Fr. Arthur Lenti’s Don Bosco History and Spirit offers an in-depth survey of the life and times of John Melchior Bosco (Familiarly known as “Don Bosco”). Each of the seven volume takes a close look at a particular time period of his life:
Each volume may be purchased individually at full price, or they may be purchased in a set at a discounted price.
- Vol 1: John Bosco’s Formative Years in Historical Context
- Vol 2: Birth and Early Development of Don Bosco’s Oratory
- Vol 3: Don Bosco Educator, Spiritual Master, Writer and Founder of the Salesian Society
- Vol 4: Beginnings of the Salesian Society and Its Constitutions
- Vol 5: Institutional Expansion
- Vol 6: Expansion of the Salesian Work in the New World and Ecclesiological Confrontation at Home
- Vol 7: Don Bosco’s Golden Years
Detail:
The first three volumes survey the up to 1864, with particular attention to nineteenth-century political, social and religious history. This survey looks at Don Bosco’s own education, at his spiritual and theological formation leading to his priestly ordination (1841). It discusses his vocational choices and his work on behalf of poor young people at risk, as well as his subsequent expanded apostolic commitments, especially in the field of education. It examines the growth of the work, and the founding and initial development of the Society of St.
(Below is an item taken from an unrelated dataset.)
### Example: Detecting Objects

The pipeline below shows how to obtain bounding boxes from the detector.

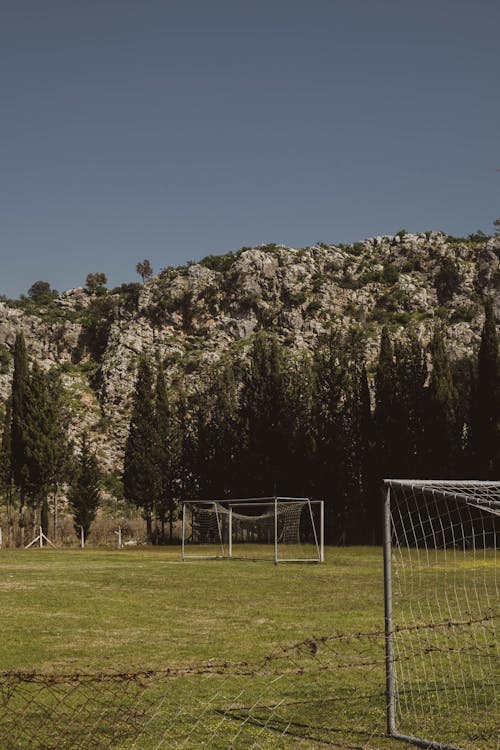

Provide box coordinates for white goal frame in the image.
[383,479,500,750]
[181,496,325,565]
Francis de Sales created to continue that work, in the context of the liberal revolution and the unification of Italy (1848-1861).
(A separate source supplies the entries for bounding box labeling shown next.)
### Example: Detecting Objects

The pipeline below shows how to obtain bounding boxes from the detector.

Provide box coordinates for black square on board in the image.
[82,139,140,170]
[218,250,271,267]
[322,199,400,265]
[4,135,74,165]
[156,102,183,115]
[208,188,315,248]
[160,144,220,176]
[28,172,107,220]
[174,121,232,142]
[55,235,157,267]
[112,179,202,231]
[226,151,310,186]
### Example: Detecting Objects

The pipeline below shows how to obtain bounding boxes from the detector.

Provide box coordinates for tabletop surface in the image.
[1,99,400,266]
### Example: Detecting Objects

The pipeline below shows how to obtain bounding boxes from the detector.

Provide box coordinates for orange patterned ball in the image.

The next four volumes describes Don Bosco’s life and work in the period following the unification of Italy, a period marked by epochal changes in Italian society. In this setting Don Bosco, History and Spirit discusses the institutional developments and organization of the Salesian Society through the stages of the approval of the institute and of the constitutions by the Holy See. It describes Don Bosco’s further ministerial choices, especially in the field of education, and his further founding work. It surveys the expansion of the Salesian work to parts of Italy and to European and South American countries. At the same time it examines the development of permanent structures to guarantee the continuance of the Salesian work, and discusses some of the founder’s insights and ideas, especially as they emerge from the reflective writings of his maturity.